Três minutos mais tarde, Nelson contemplava, sorridente e brincalhão, os dois homens caídos a seus pés como se de repente os tivessem golpeado na nuca com um maço de ferro. Deixando a guitarra sobre a mesa do escritório, pegou delicadamente no «sheriff» pelo peito da camisa e levou-o pelo corredor adiante até às celas, onde um par de prisioneiros ficaram como se vissem visões.

— Boas-noites, amigos — saudou-os cortesmente, ao mesmo tempo que introduzia o «sheriff» numa das celas vazias e voltava para ir buscar o ajudante, não tardando em regressar.

Então, com as suas próprias algemas, atou-lhes os pulsos, depois de as ter prendido por entre barrotes. E, com uma nova saudação, saiu dali. Um dos presos falou:

— Tu viste o mesmo que eu?

— Sim, com todos os demónios! Quem será esse tipo simpático?

— Como não seja o fantasma, esse que dizem veio à procura de «Killer» McCoy...

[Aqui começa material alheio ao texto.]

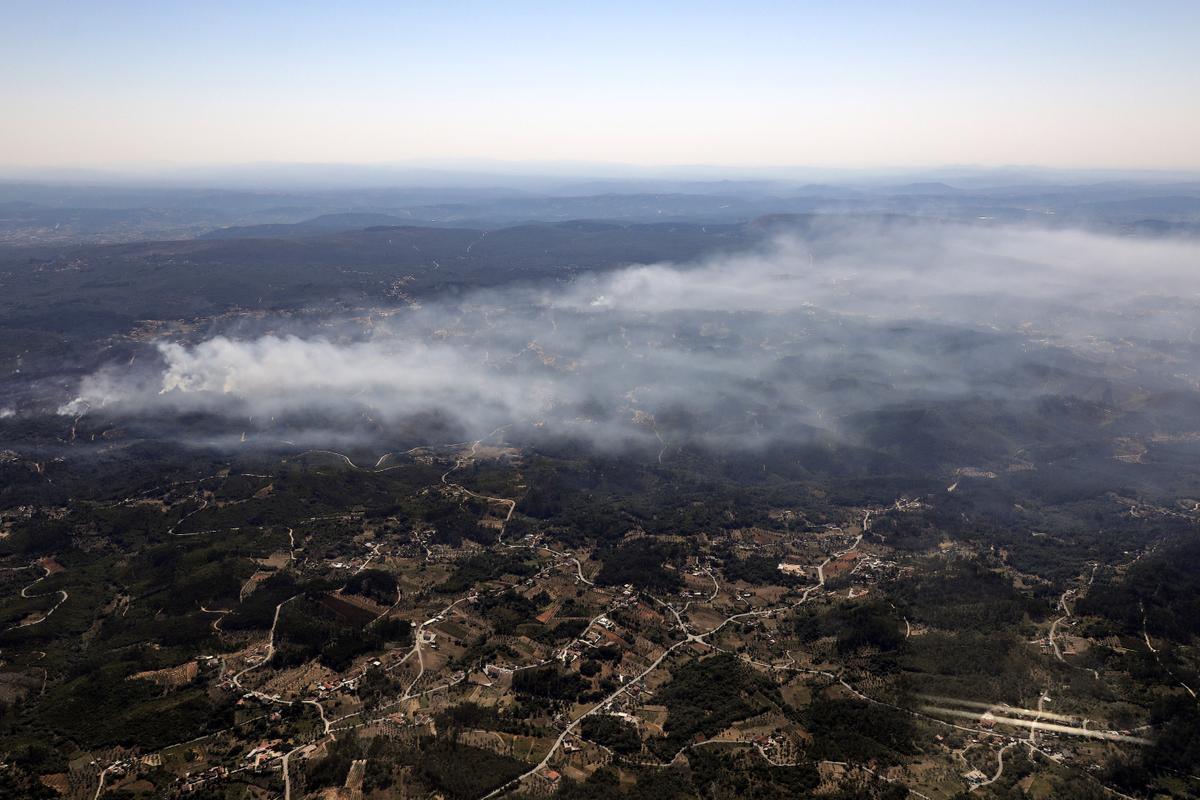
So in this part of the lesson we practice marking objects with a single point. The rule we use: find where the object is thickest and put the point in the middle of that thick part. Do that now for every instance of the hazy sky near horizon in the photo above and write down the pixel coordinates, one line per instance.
(1090, 84)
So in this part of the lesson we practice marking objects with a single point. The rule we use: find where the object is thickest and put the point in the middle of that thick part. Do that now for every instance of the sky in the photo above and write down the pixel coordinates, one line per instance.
(853, 84)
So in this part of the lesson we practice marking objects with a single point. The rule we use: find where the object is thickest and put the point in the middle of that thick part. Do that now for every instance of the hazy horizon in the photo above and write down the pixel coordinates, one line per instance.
(137, 86)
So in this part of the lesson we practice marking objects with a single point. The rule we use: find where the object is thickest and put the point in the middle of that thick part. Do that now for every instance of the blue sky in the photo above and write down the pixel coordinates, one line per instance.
(849, 84)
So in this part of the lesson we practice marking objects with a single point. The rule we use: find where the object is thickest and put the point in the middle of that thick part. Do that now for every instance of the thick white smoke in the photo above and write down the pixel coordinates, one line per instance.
(771, 335)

Depois de pegar na guitarra, Nelson meteu a chave das celas num bolso e saiu para a rua tranquilamente. Os homens que estavam de fora fazendo comentários, e que não puderam presenciar a extraordinária cena devido à estratégica disposição do cárcere, ficaram admirados. E mais do que um se afastou precipitadamente para longe dali.

Naquela altura, ninguém ousou sacar das armas contra um homem. ou o que fosse, que após quinze minutos de ter entrado na prisão, com o «sheriff» de pistola em punho, saía dali como se tal não tivesse acontecido.

Com passo moderado, Nelson dirigiu-se para o «Fancy», que se encontrava a meio caminho do hotel. Ninguém ainda tivera tempo de dar ali aquela novidade. Encontrava-se ali bastante gente, talvez umas quarenta ou cinquenta pessoas, de entre elas umas dez raparigas muito pintadas e bastante decotadas.

Faltava Molly Pitcher, que ainda se encontrava com os nervos bastante alterados. Em troca, estava Julie Anderson, a noiva de «Killer» McCoy. Era uma ruiva opulenta, bastante atraente e mais que bastante desenvolta, que acreditava em fantasmas e se recordava de um tal Windy Nelson, pela única razão de que o achara simpático. Quando soube a notícia de que o seu infortunado galã tinha voltado a Dodge, não teve o menor interesse em ir procurá-lo. Aquelas notícias tinham-na posto bastante nervosa, ainda que o procurasse dissimular. Agora escutava o arrogante relato de Milner, o tipo que quis tocar em Nelson para comprovar o seu grau de espectralidade.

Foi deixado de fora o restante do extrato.